At Oxford, Webb again excelled in sport and won blues in four sports: golf, cricket, squash and rackets. In cricket, he made his debut in first-class for Oxford University Cricket Club against Lancashire at Oxford in 1946; however, he had little success that season and was dropped after three games, and did not play any first-class cricket in 1947. He returned to the Oxford side in 1948, making eleven first-class appearances in that season. In these, he scored 401 runs at an average of 28.64. He gained his cricket club in that season's University Match against Cambridge University at Lord's, in which he scored an unbeaten 145 in Oxford's first innings. His innings took 170 minutes, and included an eighth wicket partnership of 112 in 50 minutes with Tony Mallett. Wisden wrote of his performance that "Webb was supreme".

==Medical career and later life==
Webb qualified as a physician at St Thomas's Hospital in 1951, and was appointed as a house surgeon. He undertook his National Service with the Royal Army Medical Corps, gaining a short-service commission as a lieutenant in September 1953, with promotion to captain following in November of the same year. He played a first-class match for Hampshire in 1954, against Oxford University. By this point, Webb had a young family and his short-service commission enabled him to take his family to any posting. He was sent to Singapore at the height of the Malayan Emergency, where he worked in the British Military Hospital. It was in Singapore that he developed an interest in viral diseases that affected the central nervous system. Amongst the diseases in studied in Malaya was a tick-borne encephalitis, which was afflicting British troops and Malayan children, but not Malayan adults, with Webb realising their immunity was key to both prevention and cure. His success treating tick-borne encephalitis earned him an invitation to the National Research Council in Kuala Lumpur, where he worked in 1957 and 1958, following his discharge from the British Army. This in turn led to him joining the Rockefeller Foundation's new viral research institute in India at Poona.

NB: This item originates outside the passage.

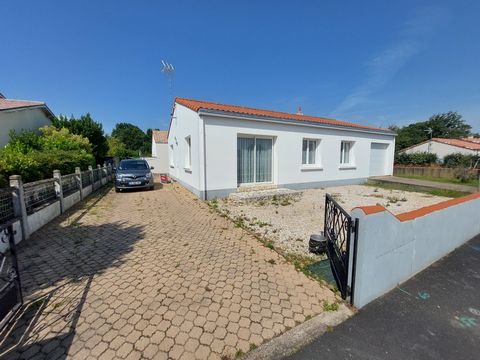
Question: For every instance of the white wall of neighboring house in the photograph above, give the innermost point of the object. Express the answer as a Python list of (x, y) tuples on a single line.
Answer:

In India where he made a study of Kyasanur Forest disease (KSD) which affected birds, monkeys, squirrels, and humans. Webb noted similarities between cases in India and those in Soviet Russia, establishing a possible link to migratory birds; this led to the first in a long series of learned papers in medical journals and a lifelong career in neurovirology. He later turned down a further offer of employment from the Rockefeller Foundation, and returned to England, where he was appointed a neurology registrar at St Thomas’. He was appointed a consultant there in 1964. He would become a professor of neurovirology in 1988 and ran his own research facility at St Thomas', where he led research into KSD and the Langat virus. For his contributions in the field, he was recognised by the University of London with a Doctor of Science, with his work having an international reputation. At St Thomas', he ran an early morning general practice for the Nightingale nurses of St Thomas', and became an honorary Nightingale upon his retirement.

In retirement, he maintained an interest in sports, playing both golf and tennis. He was also a member of All England Lawn Tennis and Croquet Club. Webb died at Roehampton in November 2010. He was survived by his wife, Monica, and their two children. His nephew, Moray Macpherson, and uncle, Arthur du Boulay, also played first-class cricket.